The case concerned two trusts of which a widow and her son, her only child, were trustees and beneficiaries. They contained assets worth over £700,000, including a half share in the widow’s home. By deeds of appointment, the son was granted life interests in both trust funds. The effect was that the funds were held on trust for him during his lifetime, with anything left over on his death passing to his children.

The fact that the son was unmarried and had no offspring gave cause for concern in that, if he died before his mother without leaving a widow or children, the trust funds would revert to his mother. If that happened, Inheritance Tax (IHT) would be payable on the funds when the son died and again when the mother died.

In order to avoid that risk, further deeds of appointment were drafted with a view to adding default beneficiaries of the trusts, including the son’s five cousins. Due to a drafting error, however, the deeds had the inadvertent effect of terminating the son’s existing life interests in possession and appointing new ones in their place.

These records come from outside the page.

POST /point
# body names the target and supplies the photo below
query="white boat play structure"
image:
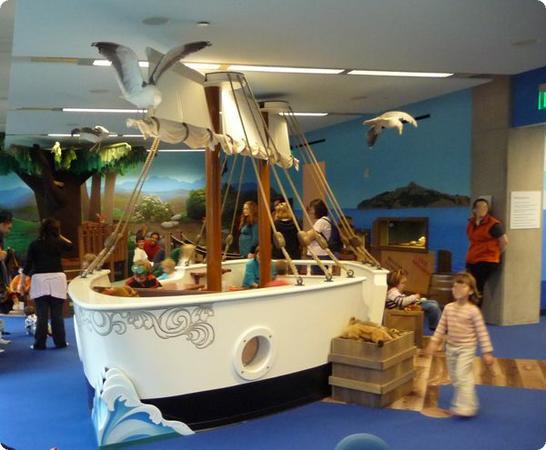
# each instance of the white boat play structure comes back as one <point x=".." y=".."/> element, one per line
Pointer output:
<point x="176" y="360"/>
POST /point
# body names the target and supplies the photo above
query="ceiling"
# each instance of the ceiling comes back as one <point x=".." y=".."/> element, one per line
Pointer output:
<point x="473" y="39"/>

The tax consequences of the error were extremely serious: amongst other things, it gave rise to an immediate potential charge to IHT of more than £80,000, with further IHT liabilities arising every 10 years. The son would also be treated as having made a gift with reservation of the underlying property in the funds so that, for so long as he remained interested in them, they would fall into his estate for IHT purposes in the event of his death. In those circumstances, the son launched proceedings with a view to putting right the error.

Ruling on the matter, the Court noted that the mother and the cousins all supported the son’s claim on the basis that the funds would otherwise be severely depleted by tax liabilities. HM Revenue and Customs alone would be prejudiced by the grant of the relief sought but had chosen to play no active part in the proceedings.

The Court found that the drafting of the deeds of appointment was clearly flawed. The termination and reappointing of the son’s life interests had a legal effect that was neither intended, wanted nor needed. The intention had not been to affect the son’s interests in any way but merely to appoint default beneficiaries. The Court made an order rectifying the deeds in order to give effect to that intention.